State v. Ortiz

560 P.2d 803 | Ariz. | 1977

114 Ariz. 285 (1977)
560 P.2d 803

STATE of Arizona, Appellee,
v.
Manuel Martinez ORTIZ, Appellant.

No. 3415.

Supreme Court of Arizona, In Banc.

February 17, 1977.

*286 Bruce E. Babbitt, Atty. Gen., by William J. Schafer, III, Diane M. DeBrosse, Asst. Attys. Gen., Phoenix, for appellee.

Ross P. Lee, Maricopa County Public Defender, by Michael G. Sullivan, Deputy Public Defender, Phoenix, for appellant.

HOLOHAN, Justice.

Manuel Martinez Ortiz, appellant, was charged by information with murder and assault with intent to commit murder. After appellant was bound over to the superior court, a hearing on his mental condition was held, and he was found incompetent to stand trial. He was committed to the Arizona State Hospital for treatment. Five months later the acting superintendent of the state hospital advised the superior court that the appellant was then competent to stand trial. After a hearing the superior court found that appellant was competent to stand trial.

By stipulation the case was submitted to the superior court, sitting without a jury, on the preliminary hearing transcript and other written documents. The superior court found appellant guilty of murder in the first degree and guilty of assault with a deadly weapon. Appellant was sentenced to life imprisonment without possibility of parole until the completion of twenty-five years on the murder charge and to not less than seven nor more than ten years' imprisonment on the assault charge, the sentences to run concurrently. A timely appeal was filed.

Counsel for appellant submitted an Anders brief pursuant to Anders v. California, 386 U.S. 738, 87 S. Ct. 1396, 18 L. Ed. 2d 493 (1967) and State v. Leon, 104 Ariz. 297, 451 P.2d 878 (1969). We have reviewed the record as required by A.R.S. § 13-1715 and the conviction must be set aside.

Although the case was submitted to the superior court on the preliminary hearing transcript and other records, the submission was not equivalent to a guilty plea. The defense of insanity was being urged. In support of this defense medical reports by the two court-appointed psychiatrists were made a part of the record to be considered by the court. While we may question the efficacy of presenting the defense psychiatric evidence in this fashion, it is clear from the record that appellant was seriously attempting to raise the issue of insanity.

As we pointed out in State v. Gaines, 113 Ariz. 206, 549 P.2d 574 (1976), due process requires that the record reflect a knowing waiver of the constitutional rights which are relinquished by the submission of a case on the record. Appellant was advised that he was giving up his right to jury trial, and that the case would be presented only on the written documents.

The issue of appellant's sanity was adequately raised below through the introduction into evidence of the psychiatric reports. When insanity is presented as a legitimate issue it becomes the state's burden to prove the sanity of the defendant beyond a reasonable doubt. State v. Sisk, 112 Ariz. 484, 543 P.2d 1113 (1975); State v. Ganster, 102 Ariz. 490, 433 P.2d 620 (1967).

The state did not introduce any psychiatric testimony. The state's evidence dealt with the events which took place at the crime. None of the evidence offered by the state contained any opinion evidence by the *287 nonmedical witnesses on the issue of sanity. The state maintains that the defense medical reports do not establish the defense of insanity.
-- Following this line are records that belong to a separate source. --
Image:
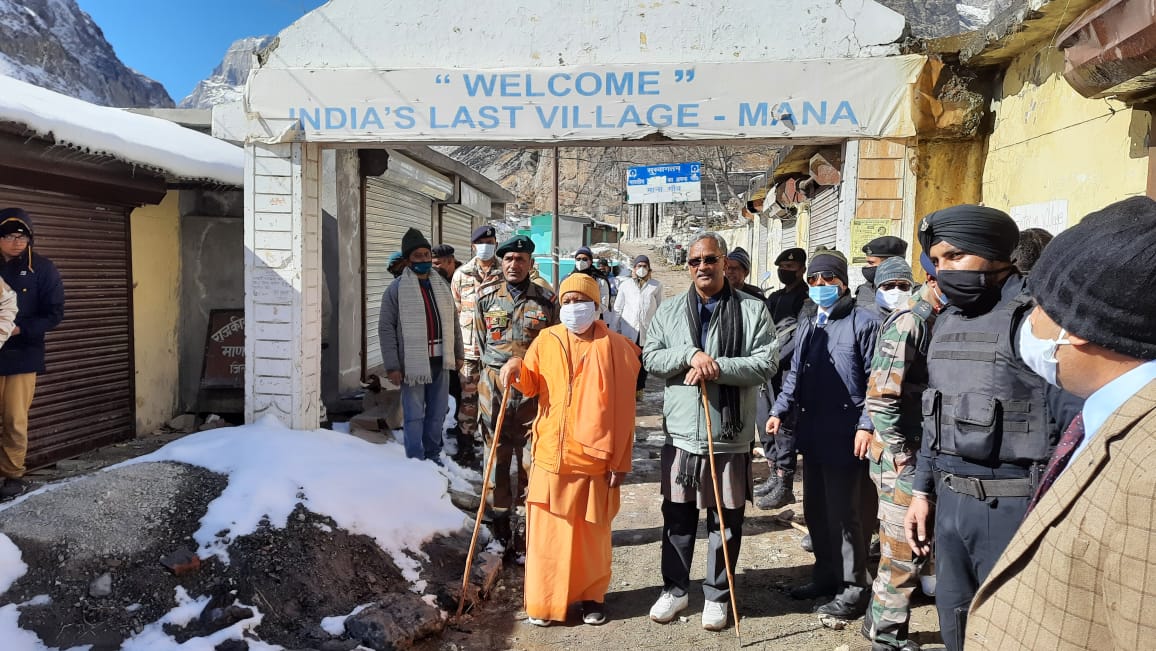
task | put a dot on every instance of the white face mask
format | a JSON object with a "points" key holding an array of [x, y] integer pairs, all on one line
{"points": [[578, 317], [486, 251], [893, 298], [1039, 354]]}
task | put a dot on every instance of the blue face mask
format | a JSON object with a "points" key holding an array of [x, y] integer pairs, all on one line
{"points": [[824, 295]]}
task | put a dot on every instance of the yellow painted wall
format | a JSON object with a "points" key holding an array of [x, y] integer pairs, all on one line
{"points": [[1051, 143], [156, 295]]}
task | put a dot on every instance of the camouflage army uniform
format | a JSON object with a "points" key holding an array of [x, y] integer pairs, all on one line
{"points": [[504, 326], [895, 391], [467, 280]]}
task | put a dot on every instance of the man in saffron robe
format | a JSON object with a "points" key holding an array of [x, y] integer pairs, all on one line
{"points": [[583, 375]]}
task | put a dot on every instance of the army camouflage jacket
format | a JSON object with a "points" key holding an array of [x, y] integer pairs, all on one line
{"points": [[504, 326], [467, 280], [898, 377]]}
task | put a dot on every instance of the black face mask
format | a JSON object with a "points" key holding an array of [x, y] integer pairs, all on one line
{"points": [[971, 291]]}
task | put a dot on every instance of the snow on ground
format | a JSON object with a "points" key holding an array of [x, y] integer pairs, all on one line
{"points": [[133, 138], [364, 487], [336, 624], [154, 638], [12, 563]]}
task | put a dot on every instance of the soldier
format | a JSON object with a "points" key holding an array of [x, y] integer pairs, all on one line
{"points": [[895, 391], [877, 250], [990, 423], [466, 281], [508, 317]]}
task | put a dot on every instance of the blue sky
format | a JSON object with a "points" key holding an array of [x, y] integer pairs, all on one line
{"points": [[178, 43]]}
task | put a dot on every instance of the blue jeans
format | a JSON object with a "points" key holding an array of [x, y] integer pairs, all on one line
{"points": [[424, 407]]}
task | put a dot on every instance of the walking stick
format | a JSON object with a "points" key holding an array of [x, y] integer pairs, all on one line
{"points": [[718, 507], [481, 508]]}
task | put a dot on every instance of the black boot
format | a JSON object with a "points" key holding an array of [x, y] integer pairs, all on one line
{"points": [[782, 495]]}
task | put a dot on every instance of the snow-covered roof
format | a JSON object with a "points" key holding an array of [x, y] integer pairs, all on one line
{"points": [[152, 142]]}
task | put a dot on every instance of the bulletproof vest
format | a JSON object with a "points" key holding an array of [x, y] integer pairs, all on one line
{"points": [[983, 404]]}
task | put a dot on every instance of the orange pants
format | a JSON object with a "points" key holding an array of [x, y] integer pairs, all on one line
{"points": [[15, 399]]}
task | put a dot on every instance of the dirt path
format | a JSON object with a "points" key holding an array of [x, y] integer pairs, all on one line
{"points": [[770, 563]]}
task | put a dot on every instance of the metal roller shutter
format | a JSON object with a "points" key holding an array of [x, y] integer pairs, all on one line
{"points": [[390, 211], [86, 399], [824, 219], [457, 227], [790, 234]]}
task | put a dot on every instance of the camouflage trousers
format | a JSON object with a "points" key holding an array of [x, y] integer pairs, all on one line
{"points": [[467, 407], [513, 439], [898, 567]]}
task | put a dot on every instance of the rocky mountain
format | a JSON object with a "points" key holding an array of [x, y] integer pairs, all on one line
{"points": [[227, 82], [56, 45]]}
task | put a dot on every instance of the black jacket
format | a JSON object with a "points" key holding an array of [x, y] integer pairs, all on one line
{"points": [[41, 301]]}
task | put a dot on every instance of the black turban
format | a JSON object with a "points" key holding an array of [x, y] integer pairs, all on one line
{"points": [[1096, 279], [978, 230]]}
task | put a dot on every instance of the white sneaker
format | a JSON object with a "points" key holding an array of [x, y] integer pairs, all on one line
{"points": [[714, 615], [668, 606]]}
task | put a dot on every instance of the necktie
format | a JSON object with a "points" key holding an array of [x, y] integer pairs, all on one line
{"points": [[1068, 443]]}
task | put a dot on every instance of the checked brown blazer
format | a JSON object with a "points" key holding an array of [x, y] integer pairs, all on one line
{"points": [[1081, 570]]}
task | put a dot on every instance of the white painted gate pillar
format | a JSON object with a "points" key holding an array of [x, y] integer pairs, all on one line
{"points": [[283, 283]]}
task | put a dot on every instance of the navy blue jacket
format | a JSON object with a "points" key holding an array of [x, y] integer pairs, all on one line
{"points": [[41, 302], [827, 384]]}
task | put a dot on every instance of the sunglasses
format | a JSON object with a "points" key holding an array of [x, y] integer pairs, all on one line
{"points": [[704, 260]]}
The reports submitted by the psychiatrists stated that the appellant had a history of mental illness; that at the time of the examinations he was mentally incompetent to aid in his defense due to that mental illness; that he was probably suffering from that condition at the time of the alleged offense. The state points out that this does not prove the elements necessary for the insanity defense.

The problem with the state's position is that it attempts to shift the burden of proof in a criminal case. The defense does not have to prove insanity. The state must prove sanity. When the defense has introduced evidence which generates substantial and reasonable doubt concerning the accused's sanity, the burden falls on the state to prove sanity beyond a reasonable doubt. State v. Begay, 110 Ariz. 200, 516 P.2d 573 (1973). The evidence presented by the defense was sufficient to overcome any presumption of sanity. The state offered no substantial evidence which would prove beyond a reasonable doubt that the appellant was legally sane at the time of the crimes.

The judgment is reversed, and the case is remanded for a new trial.

CAMERON, C.J., STRUCKMEYER, V.C.J., and HAYS and GORDON, JJ., concur.